January's paintout destination is Corsica, France.  I never knew what Corsica, France looked like until I explored it on Google Street View - it is beautiful!  Corsica is one of France's 26 regions and is an island. Northern Corsica resembles northern Italy with beautiful mountainous vistas, southern Corsica is speckled with beautiful coastal scenes with palm trees!  Google Street View provides detailed stilled photos taken by satellite, some photos have people in them. In fact, I Google Street Viewed my house and there I was  standing on my deck blowing up a pool float!  A little scary? Yes. But, I digress...Google Street View is a great way to view the world and to paint it! 

I enjoyed participating in Virtual Paintout and plan to participate as time allows.  There are virtually billions of landscapes to paint worldwide using Google Street View.  Bill Guffey states that Google Street View has approved Virtual Paintout and endorses it.  I prefer to paint from my photos in my studio as opposed to painting plein air, as my studio lends me a controlled environment.  I have little choice but to paint in my studio in the dead of winter, especially in the snowbelt of Maine. Virtual Painout is a viable solution.  I chose to submit a quick pen/ink watercolor coastal sketch of Corvione Corsica.  I checked Facebook to see if Bill might have posted it and he did!  It was like Christmas, I was honored to see my work on Virtual Paintout for others to see.  Bill also posts the chosen works on the Virtual Paintout blogspot with the artist's name and website.  Great publicity! 

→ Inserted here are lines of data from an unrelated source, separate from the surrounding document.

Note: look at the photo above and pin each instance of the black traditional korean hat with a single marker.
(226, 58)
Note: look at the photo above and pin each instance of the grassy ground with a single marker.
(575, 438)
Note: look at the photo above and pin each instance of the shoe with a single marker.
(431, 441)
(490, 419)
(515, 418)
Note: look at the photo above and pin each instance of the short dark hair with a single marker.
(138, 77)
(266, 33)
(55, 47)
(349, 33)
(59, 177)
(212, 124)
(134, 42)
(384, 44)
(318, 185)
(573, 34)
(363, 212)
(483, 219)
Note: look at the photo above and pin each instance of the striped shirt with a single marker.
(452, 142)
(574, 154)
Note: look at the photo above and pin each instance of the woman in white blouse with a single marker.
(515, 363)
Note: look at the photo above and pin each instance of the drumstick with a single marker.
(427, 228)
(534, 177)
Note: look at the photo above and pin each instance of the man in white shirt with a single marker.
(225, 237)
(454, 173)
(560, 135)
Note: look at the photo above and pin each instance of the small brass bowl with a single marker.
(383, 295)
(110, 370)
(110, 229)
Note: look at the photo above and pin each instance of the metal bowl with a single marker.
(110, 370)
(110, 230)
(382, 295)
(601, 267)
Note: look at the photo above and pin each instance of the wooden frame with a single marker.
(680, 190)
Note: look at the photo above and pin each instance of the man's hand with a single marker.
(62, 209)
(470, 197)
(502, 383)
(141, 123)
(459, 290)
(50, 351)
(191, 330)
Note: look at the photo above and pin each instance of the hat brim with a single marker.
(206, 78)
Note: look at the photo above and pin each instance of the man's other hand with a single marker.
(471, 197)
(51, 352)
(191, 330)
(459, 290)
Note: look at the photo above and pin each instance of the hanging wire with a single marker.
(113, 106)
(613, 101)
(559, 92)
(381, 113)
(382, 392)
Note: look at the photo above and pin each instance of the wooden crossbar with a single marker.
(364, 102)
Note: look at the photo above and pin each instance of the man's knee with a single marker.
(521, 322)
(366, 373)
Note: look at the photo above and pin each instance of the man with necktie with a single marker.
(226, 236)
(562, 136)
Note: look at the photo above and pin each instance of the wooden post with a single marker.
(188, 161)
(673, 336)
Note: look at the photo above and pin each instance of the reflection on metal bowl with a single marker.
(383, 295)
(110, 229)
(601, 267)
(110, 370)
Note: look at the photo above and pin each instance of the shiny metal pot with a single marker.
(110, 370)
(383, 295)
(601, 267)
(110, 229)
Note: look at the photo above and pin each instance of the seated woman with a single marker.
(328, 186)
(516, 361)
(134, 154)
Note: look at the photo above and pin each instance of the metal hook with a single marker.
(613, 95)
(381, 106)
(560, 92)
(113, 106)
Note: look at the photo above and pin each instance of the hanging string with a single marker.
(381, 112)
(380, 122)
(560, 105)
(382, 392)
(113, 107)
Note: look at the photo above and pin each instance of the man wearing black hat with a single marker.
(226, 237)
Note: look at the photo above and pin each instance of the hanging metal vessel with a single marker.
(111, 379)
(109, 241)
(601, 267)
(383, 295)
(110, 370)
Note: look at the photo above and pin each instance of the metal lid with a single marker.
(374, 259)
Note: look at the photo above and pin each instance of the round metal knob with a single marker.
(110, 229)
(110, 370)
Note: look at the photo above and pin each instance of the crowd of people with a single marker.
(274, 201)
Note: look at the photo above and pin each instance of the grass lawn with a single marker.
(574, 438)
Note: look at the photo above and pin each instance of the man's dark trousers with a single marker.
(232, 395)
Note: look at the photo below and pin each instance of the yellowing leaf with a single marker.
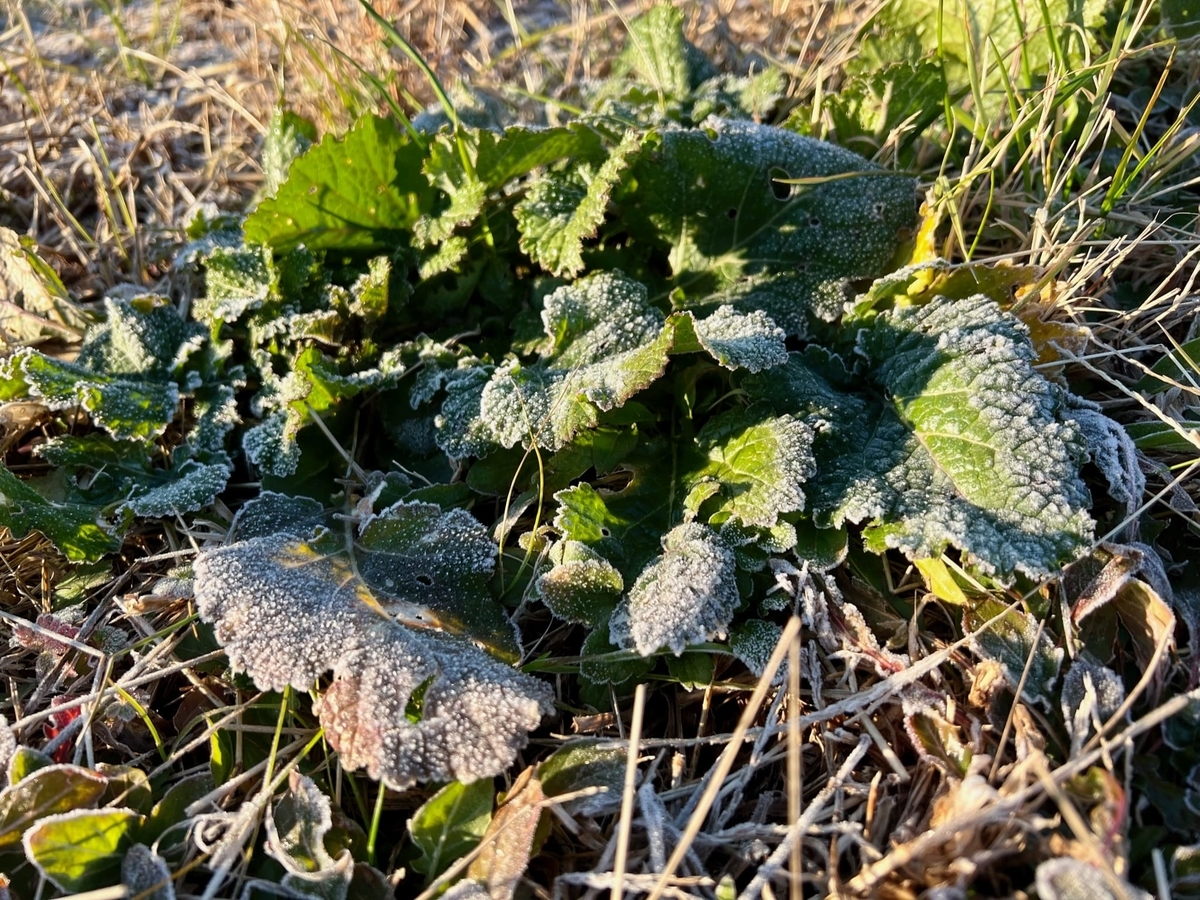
(940, 581)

Bill Guffey should be congratulated or get a humanitarian award for bringing the world a little closer through the wonderful medium of art.  Virtual Paintout really breaks borders and  brings people closer. It makes for a perfect marriage of fine art and technology.  It is sort of like artists without borders. Virtual Paintout seems to make the world a smaller place to live in. I think this would make a great project for my sixth grade students and plan to utilize Bill's concept in my teaching studio.   Congratulations Bill Guffey!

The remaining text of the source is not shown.